Yoga is about breathing, if you consider this from the internal and from a literal perspective of it, the nervous system is the one that controls all the organs of the body internally. Every day there is a group of people involved in a lot of stress and living lives that are constantly in trouble causing their nerves to generate a lot of pressure that impacts on the physical body. This is the reason that more and more adults practice yoga, years and years of stress and never really let go of their body.
Yoga asanas should not be painful if you breathe correctly, you can have a conversation while in a deep posture with your body and you will feel good. That is why today I want to introduce you to the Warrior pose with its different variations so that you can practice it at home:
- Guerrero I
- Warrior I
The warrior postures are actually three which are distinguished with the numbers I, II and III respectively, this is one of the best known and practiced within the world of yoga being its name in Sanskrit Virabhadrasana.
The Warrior I posture is performed by projecting both arms up with the back straight and separating the feet, while one lose extends the other lean while doing a continuous breath that can last 10 seconds.

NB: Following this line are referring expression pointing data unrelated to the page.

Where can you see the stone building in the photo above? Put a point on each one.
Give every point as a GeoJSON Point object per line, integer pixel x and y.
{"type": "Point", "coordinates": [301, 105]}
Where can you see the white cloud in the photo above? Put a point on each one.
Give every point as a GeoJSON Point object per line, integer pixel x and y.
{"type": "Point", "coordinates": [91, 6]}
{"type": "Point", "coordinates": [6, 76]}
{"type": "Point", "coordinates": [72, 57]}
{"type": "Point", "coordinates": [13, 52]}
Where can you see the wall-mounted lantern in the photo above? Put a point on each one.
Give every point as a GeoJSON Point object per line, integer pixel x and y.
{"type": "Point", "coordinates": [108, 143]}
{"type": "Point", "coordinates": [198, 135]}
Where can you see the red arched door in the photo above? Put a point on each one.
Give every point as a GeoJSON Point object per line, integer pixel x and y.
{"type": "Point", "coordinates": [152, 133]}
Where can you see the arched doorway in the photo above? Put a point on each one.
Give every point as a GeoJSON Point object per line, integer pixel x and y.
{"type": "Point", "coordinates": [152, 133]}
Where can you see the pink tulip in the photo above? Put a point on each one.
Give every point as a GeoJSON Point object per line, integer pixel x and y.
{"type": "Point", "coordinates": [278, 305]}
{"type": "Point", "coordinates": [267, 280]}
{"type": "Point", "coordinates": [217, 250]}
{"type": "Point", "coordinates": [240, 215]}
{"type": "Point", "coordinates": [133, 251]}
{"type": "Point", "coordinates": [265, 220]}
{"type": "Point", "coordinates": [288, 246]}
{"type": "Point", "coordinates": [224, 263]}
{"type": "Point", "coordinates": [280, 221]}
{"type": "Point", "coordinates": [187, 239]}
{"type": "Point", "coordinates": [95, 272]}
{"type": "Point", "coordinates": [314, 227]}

With this posture you can work the muscles of your legs, back and arms together
Warrior II
It consists of performing the same position of the legs and back as the previous one but this time placing your arms at the sides, first in the shape of a vase, placing your hands on your hips and then extending your arms.
You can start by separating your legs as much as possible with your hands on your hips, you should feel a little pressure between your legs and then slowly taking a deep breath turn your feet to the right or left, once you are on your right or left side. Depending on which side you turn, bend the corresponding leg making sure your knee and ankle are aligned and then gently stretch your arms out to the sides.
Warrior III
This is the deepest posture of the three plus strength requires balance.
Being in the previous position with one of your legs bent, leaning your body forward with your legs straight, at first you can place your hands on your knees and then try to stretch them forward while stretching the foot that is behind as much as possible. you can.
This way you will be able to stretch your body, work on strength and balance, strengthening your legs and back muscles, among others. You will notice with constant practice your progress within each of these postures as well as the importance of a deep breath to move you to a state of meditation and connection with your body.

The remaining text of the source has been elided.